Sono passati tre mesi, tre mesi dal primo “DPCM”, acronimo che abbiamo iniziato nostro malgrado a conoscere, che ci ha costretto, per ragioni assolutamente di necessità, a cambiare radicalmente la nostra quotidianità, e le nostre vite.
E mentre tutto rallentava fino a fermarsi, intorno a me, io ho iniziato a correre. Senza muovermi.
È cambiata certo la mia quotidianità. Niente più impegni fuori casa, quasi nessuno da accogliere in studio. Però ero in un vortice di vita. Impegnata nelle attivazioni di psicologia dell’emergenza, con un carico emotivo nuovo da sostenere per supportare gli altri mentre imparavo meglio a leggere me stessa e a comprendere il mondo intorno. L’impegno nei progetti volontari di attività per i bambini on line. Il mio lavoro di consulenza diventato “a distanza”, con nuovi spazi da progettare e tempo da significare. Nuove scoperte, cimentarmi per la prima volta nella formazione online, come discente ma soprattutto come docente. E nuovi impegni lavorativi, con possibilità che solo in questo lockdown potevano nascere.
E poi, affrontare alcune cadute e imprevisti. Non è stato semplice. Essere chiusi ha significato anche non avere momenti per distrarmi, per provare a scacciare via i pensieri pesanti.
Quindi ho deciso di immergermi nella mia sofferenza e nel senso di fallimento. Di aprire ed esplorare il significato che quegli eventi hanno rappresentato per me, invece che chiudermi e rimuginare. Ho ritrovato colleghi, amici e supervisori pronti ad accogliermi e a condividere, che ringrazierò sempre, ma anche nuovi contatti e nuovi legami, inaspettate e gioiose scoperte della vita.

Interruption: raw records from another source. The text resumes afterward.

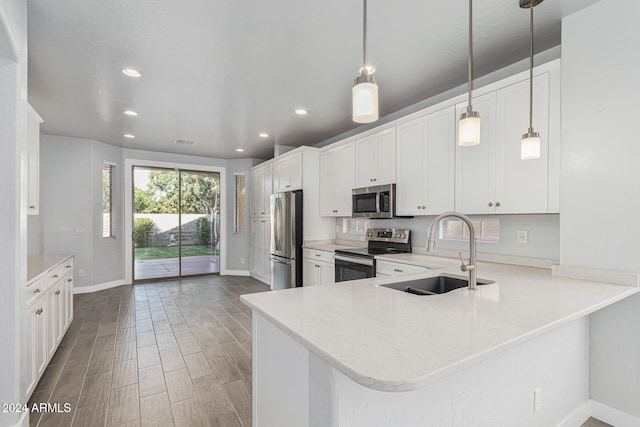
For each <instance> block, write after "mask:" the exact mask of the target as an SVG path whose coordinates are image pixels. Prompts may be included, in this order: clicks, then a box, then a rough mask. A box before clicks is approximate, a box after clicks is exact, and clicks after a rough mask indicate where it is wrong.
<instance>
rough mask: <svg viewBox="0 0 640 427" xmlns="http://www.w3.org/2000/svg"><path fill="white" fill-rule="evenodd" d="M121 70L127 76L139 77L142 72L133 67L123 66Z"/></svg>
mask: <svg viewBox="0 0 640 427" xmlns="http://www.w3.org/2000/svg"><path fill="white" fill-rule="evenodd" d="M122 72H123V73H124V74H125V75H126V76H129V77H140V76H141V75H142V73H141V72H140V71H138V70H136V69H135V68H123V69H122Z"/></svg>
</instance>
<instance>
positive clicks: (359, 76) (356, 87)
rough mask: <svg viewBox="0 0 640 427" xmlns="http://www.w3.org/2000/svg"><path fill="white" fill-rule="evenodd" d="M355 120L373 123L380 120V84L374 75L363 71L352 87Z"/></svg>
mask: <svg viewBox="0 0 640 427" xmlns="http://www.w3.org/2000/svg"><path fill="white" fill-rule="evenodd" d="M351 92H352V95H353V121H354V122H356V123H371V122H375V121H376V120H378V85H377V84H376V80H375V79H374V78H373V76H372V75H370V74H367V72H366V71H362V72H361V73H360V75H359V76H358V77H357V78H356V81H355V84H354V85H353V88H352V89H351Z"/></svg>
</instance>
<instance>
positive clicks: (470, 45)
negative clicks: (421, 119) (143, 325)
mask: <svg viewBox="0 0 640 427" xmlns="http://www.w3.org/2000/svg"><path fill="white" fill-rule="evenodd" d="M472 22H473V4H472V0H469V61H468V64H469V105H468V106H467V111H465V112H464V113H462V114H461V115H460V123H459V127H458V145H459V146H461V147H468V146H472V145H478V144H480V113H478V112H477V111H473V108H471V91H472V90H473V27H472Z"/></svg>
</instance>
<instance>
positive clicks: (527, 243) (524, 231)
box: [517, 230, 529, 245]
mask: <svg viewBox="0 0 640 427" xmlns="http://www.w3.org/2000/svg"><path fill="white" fill-rule="evenodd" d="M517 239H518V243H520V244H523V245H526V244H528V243H529V231H528V230H518V234H517Z"/></svg>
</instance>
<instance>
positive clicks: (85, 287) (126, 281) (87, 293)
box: [73, 279, 129, 294]
mask: <svg viewBox="0 0 640 427" xmlns="http://www.w3.org/2000/svg"><path fill="white" fill-rule="evenodd" d="M128 284H129V283H127V281H126V280H125V279H120V280H114V281H113V282H106V283H98V284H97V285H92V286H78V287H74V288H73V293H74V294H88V293H91V292H98V291H104V290H105V289H111V288H117V287H118V286H122V285H128Z"/></svg>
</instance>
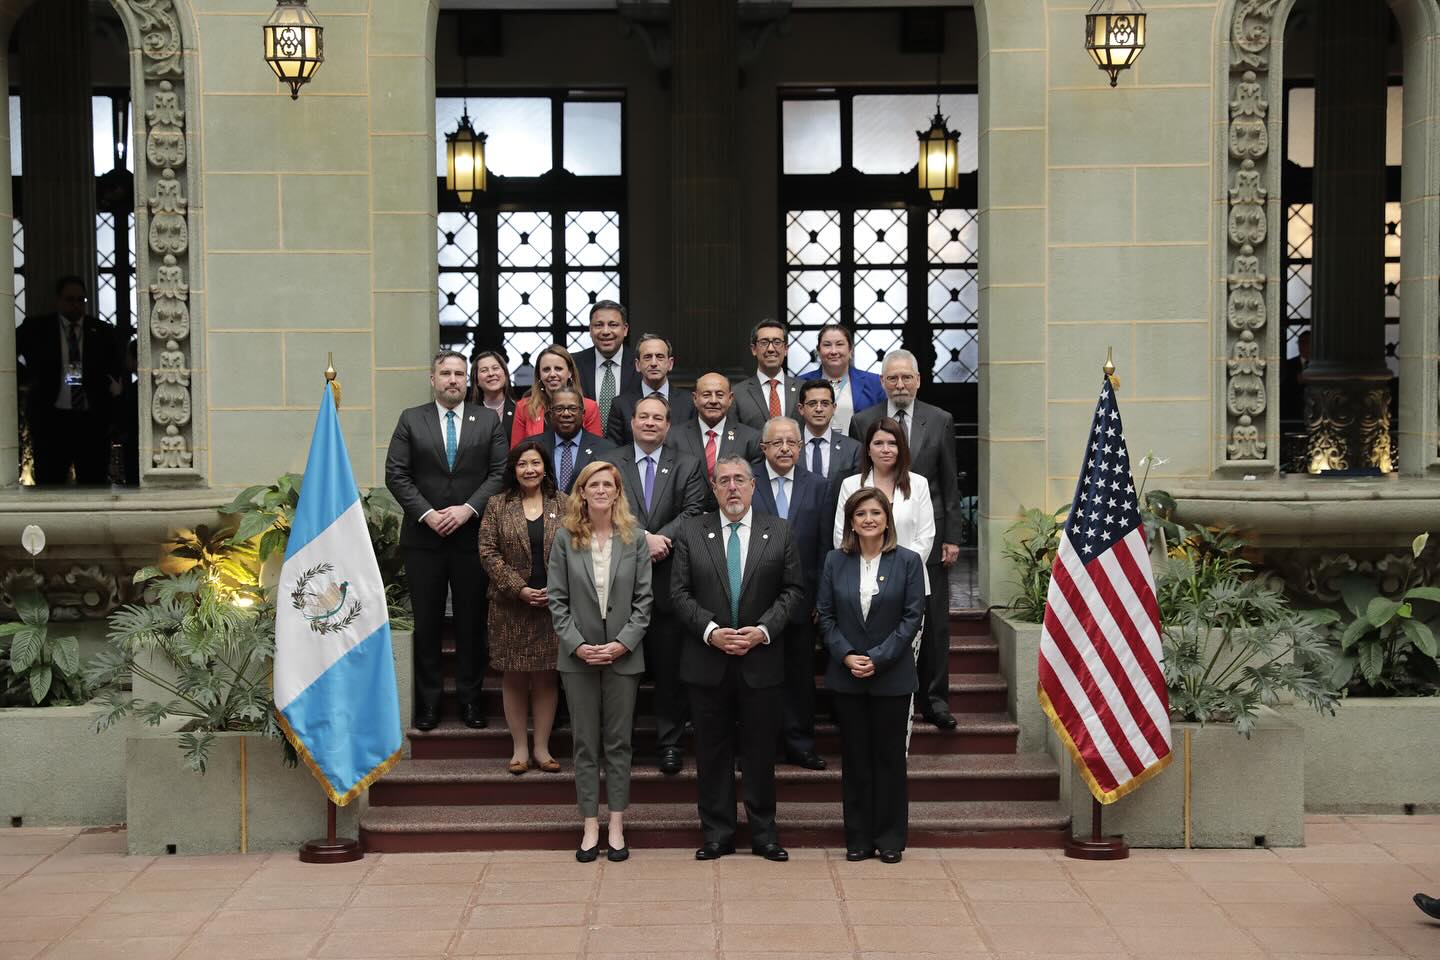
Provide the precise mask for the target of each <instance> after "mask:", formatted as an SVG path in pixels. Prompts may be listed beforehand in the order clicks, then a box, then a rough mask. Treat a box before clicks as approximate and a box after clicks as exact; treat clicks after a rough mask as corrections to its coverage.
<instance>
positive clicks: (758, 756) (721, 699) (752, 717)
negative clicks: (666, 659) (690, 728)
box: [690, 640, 782, 846]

Tre mesi, tre mesi soltanto sono passati da quel 4 marzo. Ma il tempo oggettivo in questo caso non conta. Tutto è stato vissuto “in soggettiva”. Nessun riferimento esterno o contestuale. Nessuna ricorrenza specifica ha scandito le giornate. Soltanto l’“esserci” ha avuto senso e ha dato il senso.
Adesso stiamo ricominciando a riprendere gli spazi conosciuti e i tempi del quotidiano. Certo, la conoscenza del futuro non è tra le possibilità umane, però so di aver vissuto questi mesi come un dono per la crescita personale, e che le riflessioni e le consapevolezze acquisite in questo periodo continueranno a maturare e ad evolversi. In un continuo divenire.